Image stills, video, music, all the things that go together to make a compelling slideshow. However, it’s how you put them together, whether the timing is right, the transitions appropriate and the music complimentary that determines whether it works or causes the audience to lose interest. This is the latest version of FotoMagico, a dedicated slideshow app, now with added masks. It all starts by using the libraries to drag and drop media from. There’s also file folders and if you want a location that isn’t represented then right-click in that space and select Add. It’s easy to get hold of, and preview, the media you want to use. There’s two ways of putting things together, either the storyboard mode or the timeline, though in practice they aren’t that much different.
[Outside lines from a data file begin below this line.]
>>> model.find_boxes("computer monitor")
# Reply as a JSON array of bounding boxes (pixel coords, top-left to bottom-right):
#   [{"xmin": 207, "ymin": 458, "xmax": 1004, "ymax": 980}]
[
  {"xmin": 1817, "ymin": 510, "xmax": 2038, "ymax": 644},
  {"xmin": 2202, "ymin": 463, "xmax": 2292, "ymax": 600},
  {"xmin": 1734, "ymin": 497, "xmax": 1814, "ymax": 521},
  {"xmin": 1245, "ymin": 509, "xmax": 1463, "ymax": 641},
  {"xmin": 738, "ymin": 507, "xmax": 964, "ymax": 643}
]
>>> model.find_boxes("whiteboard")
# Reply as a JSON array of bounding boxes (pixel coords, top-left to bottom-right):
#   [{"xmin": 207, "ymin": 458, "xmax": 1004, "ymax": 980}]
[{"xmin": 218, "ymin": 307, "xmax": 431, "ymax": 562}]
Each frame has a default time and an animation lead in and out setting. These can easily be changed to customise the effect. The image in a frame also has a start position and end position for that frame. It means that you can pan and zoom around inside the image during the period it is on display. It certainly makes it more engaging.

The addition of feathered masks and images in stacks makes it possible to create much more elaborate slideshows than before.
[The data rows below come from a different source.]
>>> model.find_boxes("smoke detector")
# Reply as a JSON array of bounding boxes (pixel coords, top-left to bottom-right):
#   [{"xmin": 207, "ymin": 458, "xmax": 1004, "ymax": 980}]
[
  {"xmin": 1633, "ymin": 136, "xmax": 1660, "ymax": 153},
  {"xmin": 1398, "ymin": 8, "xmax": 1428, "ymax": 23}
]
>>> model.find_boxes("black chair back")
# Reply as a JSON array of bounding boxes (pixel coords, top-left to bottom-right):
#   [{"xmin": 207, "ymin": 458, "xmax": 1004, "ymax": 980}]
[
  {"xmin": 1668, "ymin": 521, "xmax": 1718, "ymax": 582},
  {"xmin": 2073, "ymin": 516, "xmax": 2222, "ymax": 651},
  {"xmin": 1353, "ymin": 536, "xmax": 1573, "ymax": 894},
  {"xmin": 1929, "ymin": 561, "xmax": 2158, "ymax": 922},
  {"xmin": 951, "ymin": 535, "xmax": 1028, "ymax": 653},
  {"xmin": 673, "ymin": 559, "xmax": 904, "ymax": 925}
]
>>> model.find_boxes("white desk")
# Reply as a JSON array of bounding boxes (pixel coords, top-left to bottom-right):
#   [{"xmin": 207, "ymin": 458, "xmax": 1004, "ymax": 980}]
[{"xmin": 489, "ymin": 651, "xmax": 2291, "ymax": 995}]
There’s comprehensive text support for the titles, complete with leading and kerning for tweaking the text, but it lacks sophistication in terms of edge effects and shadows. What is good is that the text can, like the images, be moved around in the frame, so that when you come to try to line up the end position of the text it snap-to guides making it easy and quick to line up with the original position. What it doesn’t show is a specific pixel position but there are safe viewing and animation overlay guides so it isn’t a deal-breaker.
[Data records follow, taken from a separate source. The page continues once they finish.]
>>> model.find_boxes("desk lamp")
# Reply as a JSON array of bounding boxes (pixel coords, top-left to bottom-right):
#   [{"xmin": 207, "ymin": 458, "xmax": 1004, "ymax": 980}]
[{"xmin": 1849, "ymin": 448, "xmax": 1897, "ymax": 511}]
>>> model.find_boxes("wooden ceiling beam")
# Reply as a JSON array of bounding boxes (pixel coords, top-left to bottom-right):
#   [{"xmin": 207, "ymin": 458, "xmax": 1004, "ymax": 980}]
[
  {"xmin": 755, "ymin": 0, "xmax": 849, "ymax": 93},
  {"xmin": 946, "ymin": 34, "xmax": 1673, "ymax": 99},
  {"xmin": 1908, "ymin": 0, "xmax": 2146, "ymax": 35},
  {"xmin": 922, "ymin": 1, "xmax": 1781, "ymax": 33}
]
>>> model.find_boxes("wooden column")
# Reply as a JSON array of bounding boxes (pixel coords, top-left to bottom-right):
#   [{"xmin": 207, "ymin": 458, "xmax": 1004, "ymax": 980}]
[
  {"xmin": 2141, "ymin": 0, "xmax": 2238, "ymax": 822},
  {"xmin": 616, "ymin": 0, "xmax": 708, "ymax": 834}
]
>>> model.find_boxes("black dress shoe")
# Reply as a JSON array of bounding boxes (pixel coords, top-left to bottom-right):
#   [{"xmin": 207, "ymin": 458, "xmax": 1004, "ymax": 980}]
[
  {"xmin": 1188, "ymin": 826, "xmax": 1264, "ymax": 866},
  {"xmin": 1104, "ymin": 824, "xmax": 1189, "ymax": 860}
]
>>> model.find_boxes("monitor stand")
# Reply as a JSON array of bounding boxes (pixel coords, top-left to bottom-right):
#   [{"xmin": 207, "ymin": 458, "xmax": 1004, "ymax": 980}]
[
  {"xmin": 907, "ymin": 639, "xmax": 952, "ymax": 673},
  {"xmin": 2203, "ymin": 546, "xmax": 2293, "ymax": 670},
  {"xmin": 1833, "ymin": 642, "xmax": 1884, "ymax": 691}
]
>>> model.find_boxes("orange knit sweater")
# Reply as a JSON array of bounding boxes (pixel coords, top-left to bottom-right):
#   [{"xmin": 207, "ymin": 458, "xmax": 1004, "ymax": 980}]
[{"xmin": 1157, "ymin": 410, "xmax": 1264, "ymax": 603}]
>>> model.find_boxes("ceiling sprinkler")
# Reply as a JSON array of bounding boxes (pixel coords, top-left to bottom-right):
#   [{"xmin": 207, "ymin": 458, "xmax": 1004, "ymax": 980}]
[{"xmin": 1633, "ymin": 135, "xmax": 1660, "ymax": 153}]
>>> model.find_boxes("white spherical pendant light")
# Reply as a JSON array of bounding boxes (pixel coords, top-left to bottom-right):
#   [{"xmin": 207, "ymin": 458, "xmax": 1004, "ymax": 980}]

In terms of transitions from frame to frame, the ones you get are all nicely done, but there are only 19 of them so projects can start to have the same feel to them with prolonged use.

Each frame with an image has a start and end position so that you can move it around with panning and animation.

The new feature for this version is of course masks, which is where you can introduce a vignette-style effect for a basic use or add a second image to the frame. Then the mask cuts off the top image and shows the second image through. There’s a handy amount of feathering on offer but sadly, few shapes other than oval or rectangle and aside from inverting the mask, it can’t be positioned over specific areas. However, with the feathering and the fact that you can set the size and specify custom opacities for the images seen through the masks, you can achieve quite a lot and produce much more sophisticated looking results.

To round things off there’s music, video and specific chapter headings. You can tint the images with specific colours for a retro-like finish and then there’s the output options. These include saving as your initial format or exporting to YouTube, Vimeo, iPhone, iPad, AppleTV, DVD and QuickTime.